Hi there.
it’s my first time posting here so i’m not sure what the structure of my post should be like hope it’s alright
I’m trying to train an agent with mlagents and i want to teach it shooting arrows. it’s a simple agent with two discrete actions:
- rotating action which can have 5 values. 0 for doing nothing 1 for rotating right 2 for rotating left 3 for rotating spine upwards 4 for rotating spine downwards.
- shooting action that can have 2 values: 0 for not shooting and 1 for shooting.
there’s also two observations for the agent:
-
the angle difference between the vector that goes from the shooting position towards the center of the target and the vector that shows the current aiming direction. it’s a normalized value so if the agent’s body orientation is such that it aims towards the target, this observation is close to 0 and if it’s aiming towards the exact opposite direction it’s close to 1.
-
a boolean observation which is true when the ray that starts from the arrow spawn position and goes towards where the agent is aiming, hits the target.
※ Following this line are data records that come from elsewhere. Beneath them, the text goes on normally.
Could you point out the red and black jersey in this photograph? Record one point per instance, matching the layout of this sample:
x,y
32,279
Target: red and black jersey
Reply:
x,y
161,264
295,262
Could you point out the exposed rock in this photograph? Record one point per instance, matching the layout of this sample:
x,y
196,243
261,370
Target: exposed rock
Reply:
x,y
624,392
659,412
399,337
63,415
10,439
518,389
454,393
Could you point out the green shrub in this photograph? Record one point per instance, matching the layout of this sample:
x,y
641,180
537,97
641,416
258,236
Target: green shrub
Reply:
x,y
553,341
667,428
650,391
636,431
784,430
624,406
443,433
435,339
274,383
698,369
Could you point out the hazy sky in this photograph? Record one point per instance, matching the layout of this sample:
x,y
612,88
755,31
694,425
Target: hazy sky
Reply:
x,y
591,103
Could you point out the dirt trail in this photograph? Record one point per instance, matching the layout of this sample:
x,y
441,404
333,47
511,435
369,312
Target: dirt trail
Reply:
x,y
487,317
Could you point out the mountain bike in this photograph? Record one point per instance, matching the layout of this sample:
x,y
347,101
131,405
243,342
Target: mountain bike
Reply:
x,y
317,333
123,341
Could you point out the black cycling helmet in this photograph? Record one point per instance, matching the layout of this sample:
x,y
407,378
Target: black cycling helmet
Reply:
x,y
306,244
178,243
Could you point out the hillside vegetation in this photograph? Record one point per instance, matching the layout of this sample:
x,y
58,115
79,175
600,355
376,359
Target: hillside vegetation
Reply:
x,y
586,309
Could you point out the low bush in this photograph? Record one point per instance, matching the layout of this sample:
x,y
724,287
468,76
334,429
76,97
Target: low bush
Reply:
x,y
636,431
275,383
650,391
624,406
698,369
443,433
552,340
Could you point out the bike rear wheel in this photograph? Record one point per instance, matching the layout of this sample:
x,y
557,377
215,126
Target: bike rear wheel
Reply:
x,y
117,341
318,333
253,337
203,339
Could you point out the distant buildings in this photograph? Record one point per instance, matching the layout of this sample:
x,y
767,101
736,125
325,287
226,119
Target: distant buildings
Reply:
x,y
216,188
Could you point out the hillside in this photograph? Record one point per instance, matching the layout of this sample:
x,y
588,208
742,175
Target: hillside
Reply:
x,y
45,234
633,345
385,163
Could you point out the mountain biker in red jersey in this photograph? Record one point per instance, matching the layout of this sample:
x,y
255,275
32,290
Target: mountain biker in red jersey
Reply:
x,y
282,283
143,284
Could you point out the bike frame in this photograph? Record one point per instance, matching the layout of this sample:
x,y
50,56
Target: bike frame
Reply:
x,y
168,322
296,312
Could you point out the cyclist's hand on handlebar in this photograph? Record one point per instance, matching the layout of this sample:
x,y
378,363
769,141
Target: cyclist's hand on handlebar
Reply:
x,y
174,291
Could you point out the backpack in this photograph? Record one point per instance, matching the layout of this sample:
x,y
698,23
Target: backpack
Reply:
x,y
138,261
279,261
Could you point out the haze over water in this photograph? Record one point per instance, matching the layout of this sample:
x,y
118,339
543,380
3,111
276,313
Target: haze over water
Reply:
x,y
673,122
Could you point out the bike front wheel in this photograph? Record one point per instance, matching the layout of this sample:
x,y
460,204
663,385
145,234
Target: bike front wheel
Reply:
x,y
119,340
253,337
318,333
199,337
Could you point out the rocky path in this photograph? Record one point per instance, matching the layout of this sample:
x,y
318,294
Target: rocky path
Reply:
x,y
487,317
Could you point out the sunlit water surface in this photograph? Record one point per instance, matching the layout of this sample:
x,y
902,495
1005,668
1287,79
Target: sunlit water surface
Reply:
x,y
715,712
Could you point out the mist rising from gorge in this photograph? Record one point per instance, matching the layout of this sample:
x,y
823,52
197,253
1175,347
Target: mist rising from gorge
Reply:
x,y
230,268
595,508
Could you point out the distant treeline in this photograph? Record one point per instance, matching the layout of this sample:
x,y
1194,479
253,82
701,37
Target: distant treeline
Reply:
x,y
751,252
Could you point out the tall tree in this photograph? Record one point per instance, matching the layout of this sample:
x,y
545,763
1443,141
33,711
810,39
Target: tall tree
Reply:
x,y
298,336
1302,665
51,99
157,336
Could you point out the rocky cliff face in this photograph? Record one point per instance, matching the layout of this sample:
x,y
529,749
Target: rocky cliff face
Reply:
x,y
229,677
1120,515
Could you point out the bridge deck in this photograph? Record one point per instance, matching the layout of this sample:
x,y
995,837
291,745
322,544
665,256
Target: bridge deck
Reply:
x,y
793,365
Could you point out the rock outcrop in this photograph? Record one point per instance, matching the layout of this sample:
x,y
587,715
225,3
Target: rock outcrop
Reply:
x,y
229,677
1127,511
so basically we have a float observation between 0 and 1 and another observation that is only true when the agent is aiming correctly and if it shoots, it would hit the target.
the reward system is such that the agent gets -0.001f reward every step to encourage it not to stop and do nothing. also it has a 2000 maxstep limit to end the episode incase the agent opts to do random things and not shoot. after shooting, if it hits the target, the agent’s reward is set to 1. otherwise, it gets a negative reward that is calculated like so : (-1) * the value of the second observation. lastly, it also gets a +0.001f reward if it is rotating such that the value of the second observation is getting closer to 0 effectively making it not get any negative or positive rewards when it’s rotating towards the goal.
i’m training the agent with reinforcement learning alone and not using things like gail and bahavior cloning(which i tried and didn’t get good results with) but after about 3.5 million steps, the agent just chooses the 0 value from both actions and as a result it stays doesn’t really do anything. this has been the case for about 500 thousand steps and it happened every time i tried retraining the agent.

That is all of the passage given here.